En París hay una plaga de ratas y de chinches, pero en el Sena las barcazas de los turistas se miran en las dos torres de Nôtre Dame, aún en obras. Llegan las Olimpiadas al Louvre y Da Vinci se estremece en la sonrisa de su dama más famosa y contemplativa. Bouguereau, en el Orsay, pone estampas de fascinación sobre las pupilas de Venus, que posa en su desnudez sensual para los visitantes. Largas filas ascienden la pendiente del Sacre Coeur y contemplan la ciudad de la luz a lo lejos.
Sentado en un café de Montmartre, observo rostros de fascinación mientras anoto en mi diario esa palabra que me conmueve.
Después, me subo al avión y regreso.
Sutil mirada hacia la ciudad que respira arte para llenar los pulmones de los escritores despiertos.
El escritor es un ser siempre despierto, un noctámbulo de la palabra.
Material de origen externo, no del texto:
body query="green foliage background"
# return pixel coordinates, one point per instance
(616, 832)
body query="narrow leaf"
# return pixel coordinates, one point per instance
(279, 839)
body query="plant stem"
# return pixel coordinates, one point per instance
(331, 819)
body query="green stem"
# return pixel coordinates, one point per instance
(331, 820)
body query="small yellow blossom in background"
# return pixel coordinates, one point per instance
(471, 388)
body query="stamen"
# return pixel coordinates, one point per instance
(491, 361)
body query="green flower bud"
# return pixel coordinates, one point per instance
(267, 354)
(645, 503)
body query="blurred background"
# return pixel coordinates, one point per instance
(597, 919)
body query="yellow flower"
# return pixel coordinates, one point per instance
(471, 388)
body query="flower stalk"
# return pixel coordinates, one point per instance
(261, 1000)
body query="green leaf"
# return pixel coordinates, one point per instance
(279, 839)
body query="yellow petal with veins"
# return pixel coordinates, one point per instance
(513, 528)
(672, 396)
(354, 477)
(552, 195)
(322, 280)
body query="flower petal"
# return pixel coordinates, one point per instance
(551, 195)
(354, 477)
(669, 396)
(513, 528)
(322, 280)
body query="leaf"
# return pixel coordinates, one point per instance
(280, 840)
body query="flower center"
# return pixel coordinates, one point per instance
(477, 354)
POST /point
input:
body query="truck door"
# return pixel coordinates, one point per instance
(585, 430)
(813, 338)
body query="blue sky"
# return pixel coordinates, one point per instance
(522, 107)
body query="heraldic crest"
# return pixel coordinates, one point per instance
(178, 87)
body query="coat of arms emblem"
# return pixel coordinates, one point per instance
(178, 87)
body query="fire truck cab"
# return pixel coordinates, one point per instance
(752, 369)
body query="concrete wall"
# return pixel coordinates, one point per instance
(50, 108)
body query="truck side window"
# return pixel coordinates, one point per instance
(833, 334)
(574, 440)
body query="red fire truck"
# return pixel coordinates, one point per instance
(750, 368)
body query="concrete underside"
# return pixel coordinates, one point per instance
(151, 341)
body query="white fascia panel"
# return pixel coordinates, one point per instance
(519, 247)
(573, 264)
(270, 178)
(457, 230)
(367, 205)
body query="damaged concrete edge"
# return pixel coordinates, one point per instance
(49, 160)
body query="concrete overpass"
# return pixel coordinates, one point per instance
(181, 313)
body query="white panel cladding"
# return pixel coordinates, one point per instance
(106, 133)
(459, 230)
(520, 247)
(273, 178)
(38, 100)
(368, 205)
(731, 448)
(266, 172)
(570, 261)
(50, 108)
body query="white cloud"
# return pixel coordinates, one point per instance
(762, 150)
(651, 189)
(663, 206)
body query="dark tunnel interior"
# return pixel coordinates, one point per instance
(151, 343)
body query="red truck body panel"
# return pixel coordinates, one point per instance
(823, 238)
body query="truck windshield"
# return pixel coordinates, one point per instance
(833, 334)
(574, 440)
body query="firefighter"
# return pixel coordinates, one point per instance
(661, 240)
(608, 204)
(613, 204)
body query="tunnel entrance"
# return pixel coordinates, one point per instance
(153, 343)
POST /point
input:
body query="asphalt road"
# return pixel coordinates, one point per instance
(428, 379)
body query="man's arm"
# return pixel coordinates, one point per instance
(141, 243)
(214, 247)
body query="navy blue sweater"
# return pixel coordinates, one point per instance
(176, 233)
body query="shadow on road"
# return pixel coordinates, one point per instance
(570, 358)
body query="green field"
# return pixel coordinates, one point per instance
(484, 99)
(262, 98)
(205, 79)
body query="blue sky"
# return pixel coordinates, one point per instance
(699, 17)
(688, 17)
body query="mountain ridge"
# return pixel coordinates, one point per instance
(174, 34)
Las plagas y su desasosiego y la belleza y su luz – siempre en competencia – contrapuestas a vuela pluma por un estoico-epicuro (más lo segundo) disfrutando de París.
Un epicuro de las palabras y un nostálgico del arte.
París, la ciudad que brilla a pesar de todo. Da igual que veas la luz o te rodees de la más absoluta oscuridad. Al final su brillo te cegará.
Buen regreso. Ahora, supongo, a adaptarse a la realidad de nuestra rutina.
Un abrazo
Rosa
La rutina también tiene su luz y su sombra. Mi rutina de leer y escribir es una rutina que lleva un París dentro. Gracias, Rosa.